At the current rate, oil would have to leak from the Deepwater Horizon rig for more than 260 days to compare in magnitude to the Exxon Valdez accident, which spilled 11 million gal. of oil into Alaska's Prince William Sound in 1989. Actual environmental harm in the Gulf of Mexico, which is accustomed to the oil and gas industries onshore and off (about one-third of U.S. petroleum production now comes from the Gulf), would not be as severe as that in the relatively pristine Alaskan waters. But the Gulf's $2.4 billion fishing industry could be imperiled by a major spill, as could tourism up and down the Gulf Coast and potentially the Florida panhandle. "We are being very, very aggressive," said Tony Hayward, the CEO of BP, which expects to spend some $100 million on the cleanup. "This is the biggest response by anyone in the industry ever, and we're able to do it because we planned for it. We will be judged by our response."
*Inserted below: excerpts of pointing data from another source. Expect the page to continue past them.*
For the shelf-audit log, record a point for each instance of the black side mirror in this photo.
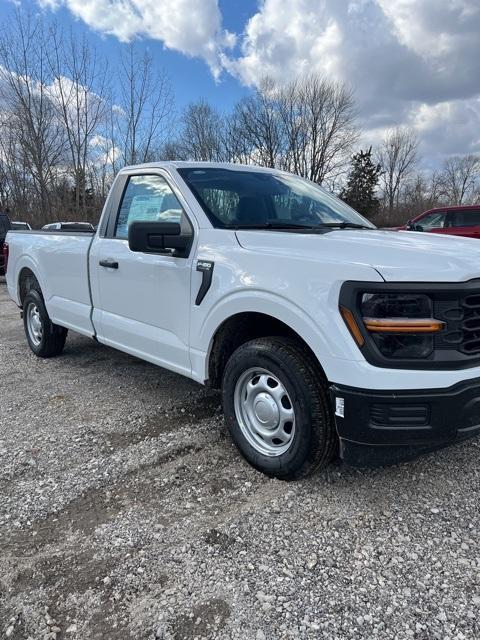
(160, 237)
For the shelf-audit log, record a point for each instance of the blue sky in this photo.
(409, 62)
(191, 78)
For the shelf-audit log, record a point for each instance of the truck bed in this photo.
(63, 256)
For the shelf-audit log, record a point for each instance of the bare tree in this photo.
(79, 91)
(201, 134)
(307, 126)
(319, 124)
(460, 177)
(398, 155)
(32, 141)
(144, 108)
(257, 122)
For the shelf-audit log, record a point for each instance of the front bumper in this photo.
(385, 427)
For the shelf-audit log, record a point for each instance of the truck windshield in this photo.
(239, 199)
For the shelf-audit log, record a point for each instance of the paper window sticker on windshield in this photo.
(340, 407)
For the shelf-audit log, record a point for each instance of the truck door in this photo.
(142, 301)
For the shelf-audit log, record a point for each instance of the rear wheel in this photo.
(45, 338)
(277, 408)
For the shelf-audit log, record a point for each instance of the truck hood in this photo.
(399, 256)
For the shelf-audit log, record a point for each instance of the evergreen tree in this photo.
(359, 192)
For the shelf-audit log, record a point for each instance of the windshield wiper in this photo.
(343, 225)
(269, 225)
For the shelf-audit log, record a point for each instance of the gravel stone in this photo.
(127, 514)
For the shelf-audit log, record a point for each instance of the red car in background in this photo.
(454, 221)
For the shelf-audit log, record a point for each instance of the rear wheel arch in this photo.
(27, 280)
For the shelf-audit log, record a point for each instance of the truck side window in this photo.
(433, 220)
(147, 198)
(468, 218)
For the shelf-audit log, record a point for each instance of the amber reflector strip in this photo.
(352, 325)
(403, 325)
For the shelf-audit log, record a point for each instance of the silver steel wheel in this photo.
(34, 324)
(264, 412)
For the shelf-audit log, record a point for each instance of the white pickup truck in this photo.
(324, 333)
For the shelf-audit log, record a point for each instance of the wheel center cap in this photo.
(266, 410)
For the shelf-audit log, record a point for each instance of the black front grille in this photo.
(462, 323)
(471, 325)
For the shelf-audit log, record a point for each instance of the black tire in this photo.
(314, 441)
(53, 336)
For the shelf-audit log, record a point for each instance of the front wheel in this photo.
(45, 338)
(277, 408)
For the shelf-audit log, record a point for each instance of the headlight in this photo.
(401, 324)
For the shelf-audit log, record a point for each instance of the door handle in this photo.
(109, 264)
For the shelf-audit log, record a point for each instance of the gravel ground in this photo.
(125, 512)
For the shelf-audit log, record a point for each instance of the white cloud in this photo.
(192, 27)
(408, 61)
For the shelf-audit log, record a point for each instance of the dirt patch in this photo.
(161, 423)
(203, 622)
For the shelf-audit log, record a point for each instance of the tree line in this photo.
(69, 120)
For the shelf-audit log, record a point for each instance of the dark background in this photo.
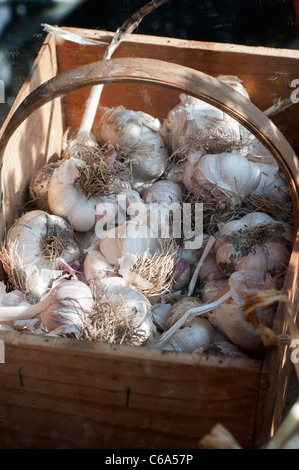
(270, 23)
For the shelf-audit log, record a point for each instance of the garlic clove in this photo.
(96, 266)
(163, 192)
(228, 318)
(129, 237)
(212, 288)
(255, 242)
(35, 244)
(182, 274)
(229, 175)
(180, 307)
(193, 335)
(138, 136)
(65, 305)
(39, 185)
(222, 349)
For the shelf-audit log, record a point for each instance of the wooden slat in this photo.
(119, 397)
(35, 143)
(78, 395)
(267, 74)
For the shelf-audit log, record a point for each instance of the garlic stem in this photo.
(205, 253)
(193, 312)
(23, 312)
(92, 104)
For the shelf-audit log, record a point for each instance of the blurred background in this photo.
(271, 23)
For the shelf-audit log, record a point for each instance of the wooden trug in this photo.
(66, 393)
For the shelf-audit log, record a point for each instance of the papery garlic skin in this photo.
(96, 266)
(195, 119)
(213, 288)
(71, 300)
(30, 230)
(66, 304)
(39, 185)
(128, 302)
(36, 243)
(236, 248)
(182, 274)
(131, 237)
(189, 337)
(229, 175)
(68, 200)
(137, 134)
(180, 307)
(229, 318)
(163, 192)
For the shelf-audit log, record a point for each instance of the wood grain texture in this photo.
(267, 74)
(156, 73)
(101, 396)
(36, 142)
(64, 393)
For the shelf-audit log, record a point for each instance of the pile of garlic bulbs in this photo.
(103, 256)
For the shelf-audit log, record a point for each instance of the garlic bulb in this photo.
(255, 242)
(175, 173)
(209, 270)
(129, 308)
(191, 336)
(163, 192)
(65, 305)
(78, 188)
(137, 134)
(96, 266)
(160, 313)
(35, 244)
(67, 199)
(227, 175)
(179, 308)
(228, 317)
(131, 237)
(212, 288)
(193, 124)
(182, 274)
(222, 349)
(39, 185)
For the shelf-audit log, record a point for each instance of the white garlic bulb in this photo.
(189, 337)
(193, 122)
(212, 288)
(96, 266)
(131, 237)
(228, 175)
(69, 200)
(137, 134)
(180, 307)
(74, 194)
(39, 185)
(229, 318)
(181, 274)
(38, 241)
(65, 305)
(129, 304)
(255, 242)
(163, 192)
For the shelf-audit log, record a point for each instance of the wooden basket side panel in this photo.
(36, 142)
(57, 398)
(278, 362)
(267, 75)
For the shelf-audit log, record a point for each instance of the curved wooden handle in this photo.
(184, 79)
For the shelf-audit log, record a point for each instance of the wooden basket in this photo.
(66, 393)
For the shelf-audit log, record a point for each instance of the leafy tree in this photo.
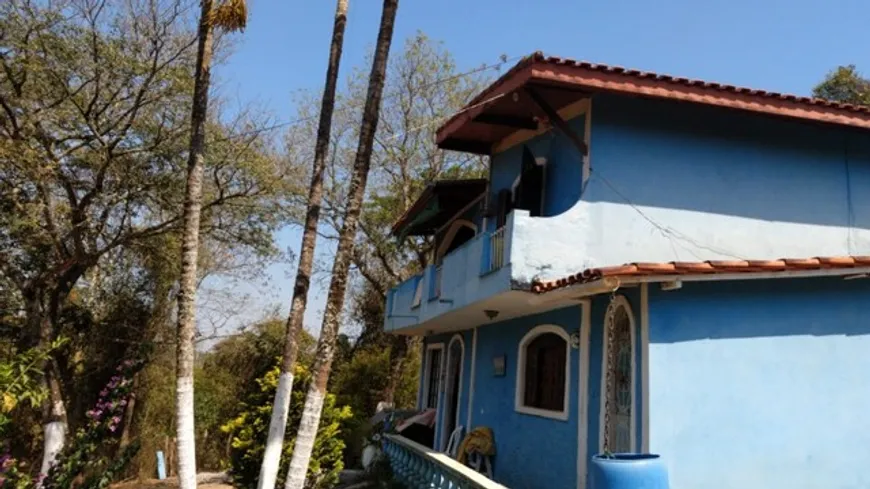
(844, 84)
(249, 430)
(95, 108)
(21, 382)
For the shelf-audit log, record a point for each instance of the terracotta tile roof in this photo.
(710, 267)
(585, 77)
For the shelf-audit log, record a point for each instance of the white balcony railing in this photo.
(417, 466)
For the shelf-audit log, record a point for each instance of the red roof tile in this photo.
(586, 77)
(710, 267)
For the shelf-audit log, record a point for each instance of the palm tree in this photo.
(338, 283)
(231, 15)
(278, 423)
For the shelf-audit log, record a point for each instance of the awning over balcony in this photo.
(440, 201)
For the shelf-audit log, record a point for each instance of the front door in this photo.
(619, 380)
(454, 386)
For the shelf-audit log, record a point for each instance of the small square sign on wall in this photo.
(498, 365)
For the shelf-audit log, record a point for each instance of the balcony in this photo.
(414, 465)
(477, 270)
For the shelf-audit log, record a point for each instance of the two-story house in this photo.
(654, 264)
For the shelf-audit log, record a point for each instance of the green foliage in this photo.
(21, 381)
(846, 85)
(250, 427)
(88, 461)
(86, 456)
(361, 382)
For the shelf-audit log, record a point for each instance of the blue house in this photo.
(654, 264)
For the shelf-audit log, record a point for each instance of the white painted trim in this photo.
(451, 233)
(443, 463)
(426, 365)
(444, 435)
(644, 366)
(619, 301)
(471, 381)
(583, 393)
(519, 392)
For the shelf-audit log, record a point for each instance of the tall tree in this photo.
(344, 253)
(846, 85)
(231, 16)
(281, 405)
(94, 115)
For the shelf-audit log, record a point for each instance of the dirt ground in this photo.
(215, 480)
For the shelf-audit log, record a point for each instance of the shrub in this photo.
(250, 427)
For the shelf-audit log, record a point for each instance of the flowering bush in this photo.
(80, 462)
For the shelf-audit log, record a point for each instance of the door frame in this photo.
(619, 301)
(444, 436)
(426, 371)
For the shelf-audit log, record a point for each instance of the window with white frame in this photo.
(543, 372)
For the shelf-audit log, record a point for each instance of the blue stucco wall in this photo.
(683, 182)
(532, 452)
(466, 379)
(596, 352)
(755, 385)
(564, 168)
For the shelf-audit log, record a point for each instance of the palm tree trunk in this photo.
(338, 283)
(185, 348)
(281, 406)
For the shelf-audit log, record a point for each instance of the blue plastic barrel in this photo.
(628, 471)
They will be, but those who doubted the wisdom of expanding offshore exploration for oil and natural gas may have already made up their minds. In Florida, Republican lawmakers have been pushing to open drilling as close as 10 miles offshore, but in light of the Deepwater Horizon accident, which occurred less than 100 miles from the beaches of Pensacola, Governor Charlie Crist is having second thoughts. "I'm not sure this was far enough," he said on Monday. "I'm pretty sure it wasn't clean enough, and doesn't sound like it was safe enough. If this doesn't give somebody pause, there's something wrong."